ウチらの椅子が一つ脅かされるかもしれんっちゅう事くらい分かるやろ?」
「有華…ごめん。言ってる意味がわからない。」
「どこまでしらばっくれるつもりやねん。ええか…?」

激高し始めた増田を止めるように秋元が口を挟む。
「佐江…佐江の優しさだよね?頑張ってる姿を見て、何とか力になりたかったんだよね?
だから、ユニットを組んであげたんでしょ?」
「なんでばれるかなぁ。誰にも言うなって言ったのに。」
「ほら、やっぱそうや。誰や?誰と組んだ?」
「あれ?ひょっとして私カマかけられた?」
「違うよ、佐江の事心配してるの。」
梅田が言う。どうやら本当に心配はしているらしい。

「心配?それって、自分たちの事を心配してるだけでしょ?」
「何言ってるんや?梅ちゃんはな…」
「わかった。もういい。」
秋元が両手を広げてその場を制した。
「佐江…もうこれ以上言わない。アンタが誰と組んだかは聞かないわ。
でもね、わかってほしかったな。私たちは4人で選抜に…って」

「くっ…っっ…」
突然宮澤が下を向いて笑いだした。
「なんや?なにが可笑しいんや?」
訝しる増田に宮澤が顔を上げて答える。

「何か勘違いしてない?選抜って、みんなで仲良くお手手繋いでってモンだとでも思ってるの?そんな甘いものじゃないんだよ。
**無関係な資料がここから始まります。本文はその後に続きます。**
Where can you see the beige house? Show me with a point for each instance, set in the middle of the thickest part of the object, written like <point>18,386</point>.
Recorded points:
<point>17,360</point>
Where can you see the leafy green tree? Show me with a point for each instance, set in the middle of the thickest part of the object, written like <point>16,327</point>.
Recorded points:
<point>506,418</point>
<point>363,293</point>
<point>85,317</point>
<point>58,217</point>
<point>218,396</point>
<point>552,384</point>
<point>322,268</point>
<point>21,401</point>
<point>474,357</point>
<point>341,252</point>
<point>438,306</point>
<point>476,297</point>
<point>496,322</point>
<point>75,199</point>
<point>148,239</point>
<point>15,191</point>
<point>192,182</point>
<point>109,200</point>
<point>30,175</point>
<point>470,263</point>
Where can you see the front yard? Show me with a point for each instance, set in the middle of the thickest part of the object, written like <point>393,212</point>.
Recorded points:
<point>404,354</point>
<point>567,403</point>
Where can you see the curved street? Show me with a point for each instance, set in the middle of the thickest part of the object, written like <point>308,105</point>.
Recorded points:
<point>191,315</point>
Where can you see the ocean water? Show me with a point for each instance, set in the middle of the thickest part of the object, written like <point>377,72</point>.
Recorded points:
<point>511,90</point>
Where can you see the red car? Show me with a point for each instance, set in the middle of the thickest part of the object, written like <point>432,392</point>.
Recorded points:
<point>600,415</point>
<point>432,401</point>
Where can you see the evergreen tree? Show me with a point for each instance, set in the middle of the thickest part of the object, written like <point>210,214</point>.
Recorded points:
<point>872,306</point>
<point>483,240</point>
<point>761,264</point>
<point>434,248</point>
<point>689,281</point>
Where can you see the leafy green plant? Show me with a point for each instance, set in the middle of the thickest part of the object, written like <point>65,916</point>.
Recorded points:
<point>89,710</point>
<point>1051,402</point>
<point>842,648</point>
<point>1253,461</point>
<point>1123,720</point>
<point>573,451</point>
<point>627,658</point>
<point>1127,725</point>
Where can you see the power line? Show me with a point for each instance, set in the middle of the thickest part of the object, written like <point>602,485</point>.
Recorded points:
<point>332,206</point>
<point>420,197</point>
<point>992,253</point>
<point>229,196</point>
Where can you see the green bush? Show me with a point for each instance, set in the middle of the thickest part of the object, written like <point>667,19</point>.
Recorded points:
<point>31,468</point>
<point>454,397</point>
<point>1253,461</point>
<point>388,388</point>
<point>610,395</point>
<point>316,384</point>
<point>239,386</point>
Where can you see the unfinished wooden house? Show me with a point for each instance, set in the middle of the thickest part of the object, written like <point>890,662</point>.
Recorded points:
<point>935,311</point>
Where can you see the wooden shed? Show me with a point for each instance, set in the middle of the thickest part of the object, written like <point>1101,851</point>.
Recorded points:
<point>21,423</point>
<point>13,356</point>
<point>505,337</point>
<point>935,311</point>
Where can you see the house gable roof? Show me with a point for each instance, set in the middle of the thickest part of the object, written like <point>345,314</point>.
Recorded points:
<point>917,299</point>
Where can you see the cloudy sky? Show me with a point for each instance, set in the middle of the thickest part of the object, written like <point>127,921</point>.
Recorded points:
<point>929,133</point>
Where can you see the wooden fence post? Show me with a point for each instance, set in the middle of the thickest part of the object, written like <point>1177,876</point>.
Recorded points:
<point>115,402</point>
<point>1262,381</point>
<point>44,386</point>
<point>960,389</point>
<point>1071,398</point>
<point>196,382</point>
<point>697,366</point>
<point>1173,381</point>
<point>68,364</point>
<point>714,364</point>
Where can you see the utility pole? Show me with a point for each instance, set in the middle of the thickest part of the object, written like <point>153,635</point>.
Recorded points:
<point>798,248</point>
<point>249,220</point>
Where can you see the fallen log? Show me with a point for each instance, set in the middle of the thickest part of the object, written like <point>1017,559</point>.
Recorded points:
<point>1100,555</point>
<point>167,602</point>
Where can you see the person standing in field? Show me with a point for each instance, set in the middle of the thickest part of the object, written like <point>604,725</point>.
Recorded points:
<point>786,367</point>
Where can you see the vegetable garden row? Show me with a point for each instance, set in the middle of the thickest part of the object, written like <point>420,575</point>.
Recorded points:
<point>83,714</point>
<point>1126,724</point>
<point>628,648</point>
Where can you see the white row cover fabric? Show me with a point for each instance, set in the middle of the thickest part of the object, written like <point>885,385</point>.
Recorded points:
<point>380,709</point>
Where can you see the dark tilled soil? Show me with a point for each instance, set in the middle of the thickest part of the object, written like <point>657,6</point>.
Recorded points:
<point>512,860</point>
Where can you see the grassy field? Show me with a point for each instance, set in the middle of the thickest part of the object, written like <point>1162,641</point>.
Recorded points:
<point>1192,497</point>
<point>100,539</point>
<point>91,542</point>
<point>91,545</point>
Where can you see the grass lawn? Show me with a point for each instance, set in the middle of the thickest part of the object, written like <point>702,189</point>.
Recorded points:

地べた這いずり回って自分で手に入れるモンなんだから。有華も梅ちゃんも干されから復活してきたみたいに思ってるかもしれないけど…苦労してきたって思ってるかもしれないけど、アンタ達にずっと選抜を守ってきた事の苦労がわかる?超選抜の次の椅子にどんな思いでしがみついてきたかわかる?甘くないんだよ。あっちの世界は。だから…私は…私は自分の為だけに戦うよ。」
宮澤は言った。

「な…なんやと?」
掴みかかりそうになるのを止めたのは梅田だった。
「有華…もういいよ。佐江…よくわかった。
確かに、アンタの苦労は私たちには分からないかもね。
でもね…これだけはわかってほしかったな。
私たちはアンタの事を仲間って思ってるよ。これからもね。」

宮澤は梅田の言葉には答えず3人に背を向けた。